O modelo viria a ganhar o prémio de Desenho Villa d’Este em 2010.
Simplesmente um Dodge Viper com carroçaria Alfa Romeo
Em 2010, um ano depois da entrega do TZ3 Corsa ao colecionador Martin Kapp, Carrozzeria Zagato apresentou o modelo TZ3 Stradale, que terá encerrado a proposta que Adrea Zagato denominou de “Programa TZ3”. Foi o quarto ‘TêZê’ daquele estúdio de design da indústria automobilística mais exclusiva.

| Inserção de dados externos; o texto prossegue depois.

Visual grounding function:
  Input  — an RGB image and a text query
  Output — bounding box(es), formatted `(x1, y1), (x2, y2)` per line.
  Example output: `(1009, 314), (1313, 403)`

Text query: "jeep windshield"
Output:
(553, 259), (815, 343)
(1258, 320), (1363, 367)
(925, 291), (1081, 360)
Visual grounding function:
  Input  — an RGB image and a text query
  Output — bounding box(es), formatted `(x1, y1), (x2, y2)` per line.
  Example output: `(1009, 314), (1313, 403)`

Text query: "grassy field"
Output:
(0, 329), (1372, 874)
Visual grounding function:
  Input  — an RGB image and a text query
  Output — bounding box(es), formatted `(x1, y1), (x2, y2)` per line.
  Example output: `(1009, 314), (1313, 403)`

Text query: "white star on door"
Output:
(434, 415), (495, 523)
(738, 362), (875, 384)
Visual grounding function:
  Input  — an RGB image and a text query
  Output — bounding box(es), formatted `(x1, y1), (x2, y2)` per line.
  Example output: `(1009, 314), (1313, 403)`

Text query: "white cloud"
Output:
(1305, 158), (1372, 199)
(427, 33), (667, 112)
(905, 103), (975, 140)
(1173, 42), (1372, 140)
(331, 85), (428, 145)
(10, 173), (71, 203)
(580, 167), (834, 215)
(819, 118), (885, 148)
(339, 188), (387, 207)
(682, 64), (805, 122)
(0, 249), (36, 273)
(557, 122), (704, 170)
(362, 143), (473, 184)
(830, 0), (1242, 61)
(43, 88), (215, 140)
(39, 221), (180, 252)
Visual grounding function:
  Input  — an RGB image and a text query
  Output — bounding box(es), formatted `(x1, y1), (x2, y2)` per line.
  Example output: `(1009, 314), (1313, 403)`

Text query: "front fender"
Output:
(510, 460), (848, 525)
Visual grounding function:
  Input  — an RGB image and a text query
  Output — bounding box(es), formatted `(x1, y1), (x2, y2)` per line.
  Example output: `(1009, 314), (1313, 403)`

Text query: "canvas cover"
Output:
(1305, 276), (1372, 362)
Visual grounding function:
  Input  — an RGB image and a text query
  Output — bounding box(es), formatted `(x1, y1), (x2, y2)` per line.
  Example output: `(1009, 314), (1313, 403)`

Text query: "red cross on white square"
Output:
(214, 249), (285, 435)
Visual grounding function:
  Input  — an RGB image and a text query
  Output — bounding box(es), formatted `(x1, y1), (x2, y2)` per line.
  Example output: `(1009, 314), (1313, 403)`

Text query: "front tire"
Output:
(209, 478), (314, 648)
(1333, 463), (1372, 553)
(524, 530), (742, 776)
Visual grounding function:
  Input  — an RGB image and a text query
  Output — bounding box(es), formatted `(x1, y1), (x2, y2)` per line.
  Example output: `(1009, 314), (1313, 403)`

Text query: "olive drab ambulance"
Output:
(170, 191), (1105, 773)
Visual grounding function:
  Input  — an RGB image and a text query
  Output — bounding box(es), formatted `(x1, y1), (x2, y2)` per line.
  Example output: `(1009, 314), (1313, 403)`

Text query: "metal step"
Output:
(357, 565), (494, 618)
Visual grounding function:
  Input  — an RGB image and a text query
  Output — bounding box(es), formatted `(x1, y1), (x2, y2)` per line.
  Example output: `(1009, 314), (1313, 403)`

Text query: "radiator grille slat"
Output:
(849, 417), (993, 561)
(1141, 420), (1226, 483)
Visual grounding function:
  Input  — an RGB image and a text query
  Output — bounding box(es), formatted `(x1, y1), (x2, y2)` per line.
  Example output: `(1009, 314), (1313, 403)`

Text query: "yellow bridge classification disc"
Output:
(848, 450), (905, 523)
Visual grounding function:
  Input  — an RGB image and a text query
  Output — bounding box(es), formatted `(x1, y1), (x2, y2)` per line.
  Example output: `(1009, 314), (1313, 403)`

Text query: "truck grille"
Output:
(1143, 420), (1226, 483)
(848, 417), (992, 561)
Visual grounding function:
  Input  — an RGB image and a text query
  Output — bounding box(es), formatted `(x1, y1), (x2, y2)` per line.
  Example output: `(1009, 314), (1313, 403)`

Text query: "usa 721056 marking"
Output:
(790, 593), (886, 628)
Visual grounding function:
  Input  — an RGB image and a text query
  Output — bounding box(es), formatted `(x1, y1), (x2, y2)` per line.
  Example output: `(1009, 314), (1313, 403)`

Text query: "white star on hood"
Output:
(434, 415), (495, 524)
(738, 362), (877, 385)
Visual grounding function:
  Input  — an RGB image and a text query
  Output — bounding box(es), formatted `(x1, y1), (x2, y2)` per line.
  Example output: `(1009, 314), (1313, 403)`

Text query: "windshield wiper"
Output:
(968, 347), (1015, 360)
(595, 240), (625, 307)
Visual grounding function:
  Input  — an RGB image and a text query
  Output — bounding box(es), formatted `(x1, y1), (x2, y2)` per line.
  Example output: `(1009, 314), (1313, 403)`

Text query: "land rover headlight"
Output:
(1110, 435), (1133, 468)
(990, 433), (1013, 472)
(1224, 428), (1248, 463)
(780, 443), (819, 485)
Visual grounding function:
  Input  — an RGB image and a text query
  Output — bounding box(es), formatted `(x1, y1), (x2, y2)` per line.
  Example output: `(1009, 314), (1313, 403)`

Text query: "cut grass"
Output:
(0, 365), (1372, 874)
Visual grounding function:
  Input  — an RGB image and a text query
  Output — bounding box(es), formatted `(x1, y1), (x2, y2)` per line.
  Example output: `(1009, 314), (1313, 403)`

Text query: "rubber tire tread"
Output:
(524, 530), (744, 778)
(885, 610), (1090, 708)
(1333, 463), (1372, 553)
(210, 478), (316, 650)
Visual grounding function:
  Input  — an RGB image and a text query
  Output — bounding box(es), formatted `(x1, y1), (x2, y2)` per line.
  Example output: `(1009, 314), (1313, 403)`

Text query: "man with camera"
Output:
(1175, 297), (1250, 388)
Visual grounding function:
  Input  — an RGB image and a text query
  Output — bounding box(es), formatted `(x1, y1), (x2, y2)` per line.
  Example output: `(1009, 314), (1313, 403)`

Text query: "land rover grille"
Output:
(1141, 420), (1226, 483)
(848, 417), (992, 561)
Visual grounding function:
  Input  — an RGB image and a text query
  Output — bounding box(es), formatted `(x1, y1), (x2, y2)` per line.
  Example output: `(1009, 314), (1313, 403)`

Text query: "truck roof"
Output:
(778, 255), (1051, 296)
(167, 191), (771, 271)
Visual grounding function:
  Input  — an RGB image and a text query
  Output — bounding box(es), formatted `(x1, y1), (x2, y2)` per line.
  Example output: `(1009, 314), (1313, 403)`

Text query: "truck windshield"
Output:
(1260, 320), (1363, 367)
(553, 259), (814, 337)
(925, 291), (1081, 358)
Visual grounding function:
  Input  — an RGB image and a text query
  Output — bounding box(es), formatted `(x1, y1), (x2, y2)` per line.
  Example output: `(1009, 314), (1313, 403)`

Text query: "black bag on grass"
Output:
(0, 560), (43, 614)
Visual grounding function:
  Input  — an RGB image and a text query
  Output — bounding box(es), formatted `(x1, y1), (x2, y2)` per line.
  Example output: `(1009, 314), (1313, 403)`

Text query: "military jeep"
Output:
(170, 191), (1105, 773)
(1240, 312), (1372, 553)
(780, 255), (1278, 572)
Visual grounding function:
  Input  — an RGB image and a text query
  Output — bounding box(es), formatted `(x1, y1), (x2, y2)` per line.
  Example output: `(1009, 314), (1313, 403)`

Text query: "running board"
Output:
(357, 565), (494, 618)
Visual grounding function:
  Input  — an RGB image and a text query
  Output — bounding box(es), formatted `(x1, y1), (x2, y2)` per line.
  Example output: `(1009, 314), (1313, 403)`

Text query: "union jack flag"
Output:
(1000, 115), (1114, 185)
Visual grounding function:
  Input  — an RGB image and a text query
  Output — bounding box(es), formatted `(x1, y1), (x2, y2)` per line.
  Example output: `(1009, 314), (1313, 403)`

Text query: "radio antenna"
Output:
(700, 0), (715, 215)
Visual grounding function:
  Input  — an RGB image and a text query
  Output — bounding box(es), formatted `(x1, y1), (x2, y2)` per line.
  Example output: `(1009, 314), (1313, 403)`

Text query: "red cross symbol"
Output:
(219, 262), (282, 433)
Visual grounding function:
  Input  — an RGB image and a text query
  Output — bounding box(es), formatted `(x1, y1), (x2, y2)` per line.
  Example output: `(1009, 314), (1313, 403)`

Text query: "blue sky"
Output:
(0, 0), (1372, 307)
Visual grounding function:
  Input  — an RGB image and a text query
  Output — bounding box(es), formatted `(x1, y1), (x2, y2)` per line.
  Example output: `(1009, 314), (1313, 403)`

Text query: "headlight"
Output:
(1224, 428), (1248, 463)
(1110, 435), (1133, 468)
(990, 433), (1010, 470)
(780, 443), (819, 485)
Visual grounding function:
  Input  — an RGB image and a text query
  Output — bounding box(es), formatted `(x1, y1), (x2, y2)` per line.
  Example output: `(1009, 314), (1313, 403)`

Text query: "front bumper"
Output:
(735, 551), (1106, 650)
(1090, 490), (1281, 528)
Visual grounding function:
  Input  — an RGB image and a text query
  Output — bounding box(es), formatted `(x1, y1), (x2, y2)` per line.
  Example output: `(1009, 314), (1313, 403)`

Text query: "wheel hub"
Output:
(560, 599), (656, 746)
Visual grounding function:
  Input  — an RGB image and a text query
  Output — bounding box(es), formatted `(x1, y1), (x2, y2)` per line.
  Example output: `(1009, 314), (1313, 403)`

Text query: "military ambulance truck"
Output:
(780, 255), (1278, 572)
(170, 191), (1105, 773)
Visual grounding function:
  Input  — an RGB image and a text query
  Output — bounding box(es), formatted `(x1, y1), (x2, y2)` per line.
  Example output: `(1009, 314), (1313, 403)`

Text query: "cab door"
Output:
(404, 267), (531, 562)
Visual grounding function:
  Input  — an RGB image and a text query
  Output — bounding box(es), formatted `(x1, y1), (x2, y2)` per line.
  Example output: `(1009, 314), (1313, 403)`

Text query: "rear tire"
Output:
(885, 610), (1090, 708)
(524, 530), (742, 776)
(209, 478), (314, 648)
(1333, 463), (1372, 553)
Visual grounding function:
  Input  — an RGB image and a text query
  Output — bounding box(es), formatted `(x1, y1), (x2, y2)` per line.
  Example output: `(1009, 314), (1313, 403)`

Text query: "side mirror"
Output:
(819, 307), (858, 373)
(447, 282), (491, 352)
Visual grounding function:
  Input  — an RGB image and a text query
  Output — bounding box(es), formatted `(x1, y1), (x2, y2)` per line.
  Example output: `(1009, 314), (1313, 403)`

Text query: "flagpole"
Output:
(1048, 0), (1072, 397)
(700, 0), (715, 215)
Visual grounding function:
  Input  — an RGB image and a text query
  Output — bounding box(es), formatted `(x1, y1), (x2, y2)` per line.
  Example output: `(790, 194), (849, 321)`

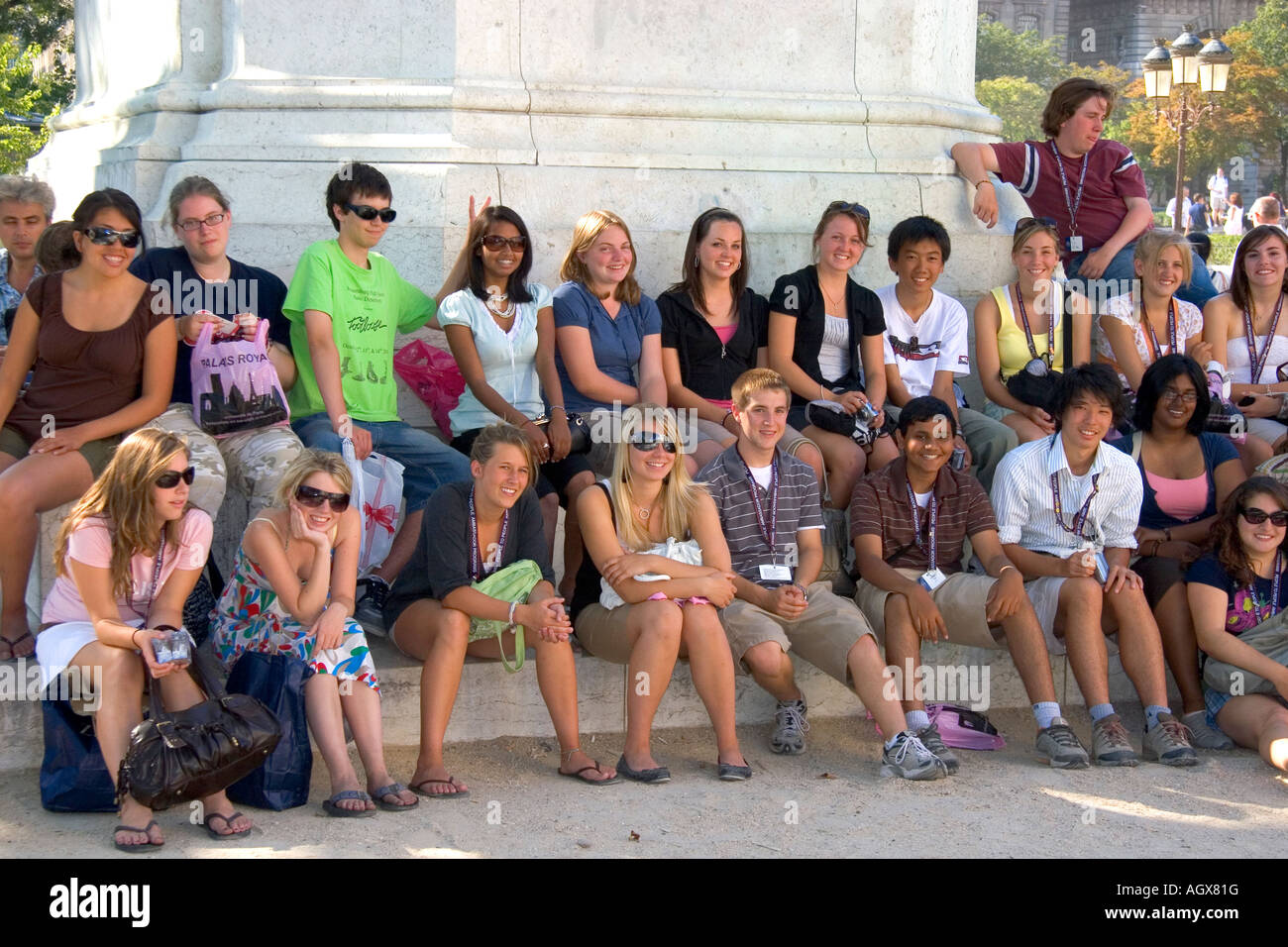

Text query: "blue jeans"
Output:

Estamos literalmente perante um Dodge Viper ACR com uma carroçaria Alfa Romeo assinada por Zagato. O modelo é um redesenho da versão Corsa, com uma abordagem mais vanguardista: Grupos ópticos menos nostálgicos e menos arredondados à frente e uma carroçaria mais vincada. O TZ3 Stradale destina-se a circular em estradas e meios urbanos. Assenta numa base mecânica Norte-americana – chassis e motor – do Dodge Viper ACR, enquanto a carroçaria é totalmente em fibra de carbono. Foram construídos 9 exemplares todos equipados com um V10 OHV, de 8.382 cm3 – precisamente um gigantesco motor com 8,4 litros, construído em alumínio -, de duas válvulas por cilindro que debita 640 cavalos com uma transmissão manual de 6 velocidades Tremec TR6060.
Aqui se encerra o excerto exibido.